Protests gave birth to the anti-Assad uprising, but now some in Syria say they simply make for an easy target for regime planes. Others say they're important to keep new leaders accountable.
Monica G. Prieto/AP
Months after Syrian opposition forces brought several areas of Aleppo Province under their control, Syrian activists still demonstrate regularly, much as they have since the beginning of the uprising.
Last Friday, more than 100 demonstrators gathered in Bustan al-Qasr, one of Aleppo’s calmer neighborhoods, for a protest against the Assad regime and to call for closer oversight of the rebels' Free Syrian Army. The protest leaders even decided to do a live broadcast of the event.

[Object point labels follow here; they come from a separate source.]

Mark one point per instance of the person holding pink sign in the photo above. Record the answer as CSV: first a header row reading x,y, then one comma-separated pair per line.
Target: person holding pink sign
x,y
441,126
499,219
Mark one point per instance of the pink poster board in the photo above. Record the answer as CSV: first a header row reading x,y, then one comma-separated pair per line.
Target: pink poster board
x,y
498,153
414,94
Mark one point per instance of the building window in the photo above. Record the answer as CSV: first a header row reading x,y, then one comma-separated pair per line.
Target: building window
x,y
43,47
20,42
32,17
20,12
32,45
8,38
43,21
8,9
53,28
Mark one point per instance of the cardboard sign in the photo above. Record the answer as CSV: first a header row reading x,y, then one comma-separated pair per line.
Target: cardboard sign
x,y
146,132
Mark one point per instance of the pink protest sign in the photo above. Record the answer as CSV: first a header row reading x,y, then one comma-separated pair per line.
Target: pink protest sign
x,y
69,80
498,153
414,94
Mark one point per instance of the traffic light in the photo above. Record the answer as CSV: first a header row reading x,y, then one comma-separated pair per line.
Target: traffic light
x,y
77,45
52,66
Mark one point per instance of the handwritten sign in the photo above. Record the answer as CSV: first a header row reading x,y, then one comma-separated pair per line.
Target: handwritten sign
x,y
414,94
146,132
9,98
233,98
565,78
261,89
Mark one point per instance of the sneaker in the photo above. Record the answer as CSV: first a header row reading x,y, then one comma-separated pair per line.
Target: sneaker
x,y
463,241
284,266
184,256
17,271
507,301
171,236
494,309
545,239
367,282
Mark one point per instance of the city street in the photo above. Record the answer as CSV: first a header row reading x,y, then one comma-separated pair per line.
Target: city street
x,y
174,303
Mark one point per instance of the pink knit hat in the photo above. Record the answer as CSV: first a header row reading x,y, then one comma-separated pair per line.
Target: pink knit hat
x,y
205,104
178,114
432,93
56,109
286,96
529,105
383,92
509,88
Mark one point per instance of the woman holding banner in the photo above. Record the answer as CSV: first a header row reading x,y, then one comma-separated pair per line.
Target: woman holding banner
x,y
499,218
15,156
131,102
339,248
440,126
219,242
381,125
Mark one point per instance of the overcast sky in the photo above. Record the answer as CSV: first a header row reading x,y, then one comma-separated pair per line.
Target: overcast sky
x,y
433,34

As the event wound down, a lone mortar shell landed in the middle of the crowd, killing 14 people and injuring 21. Government forces often target such gatherings and can easily do so when their exact location is being broadcast in real time.
Syrians are now questioning whether such protests in opposition-controlled areas are still warranted, given the risks and the fact that they are calling for change amid an audience that is already in agreement.
“Protesting now is something wrong. This is the second time in a month that protests have been shelled like this. In a free place like Aleppo, there is no need for protests,” says Abu Nazir, an FSA commander in Bustan al Qasr. “We want the activists to stop protesting because they’re targeted by shelling and Bustan al-Qasr is now full of refugees because it’s a peaceful area of Aleppo. We don’t want it to get shelled.”
But many activists push back, saying that to stop protesting would be a betrayal of the cause, and that protest remains an important tool for change within their own transitional leadership.
Mr. Nazir says the FSA will not stop anyone from protesting, but if they choose to continue, they must no longer televise live broadcasts of the protests or stay in one place for an extended period of time.
Some protesters concede that the demonstrations in so-called free areas of Aleppo no longer carry the same weight at this point that they did in the beginning. But, they say, what matters now is instilling a culture of civic activism that they hope will keep future leaders in check. Activists say protests are often just as much about new leaders as they are about Assad, and few are ready to give up the tool that launched an uprising that they hope will eventually unseat their embattled president.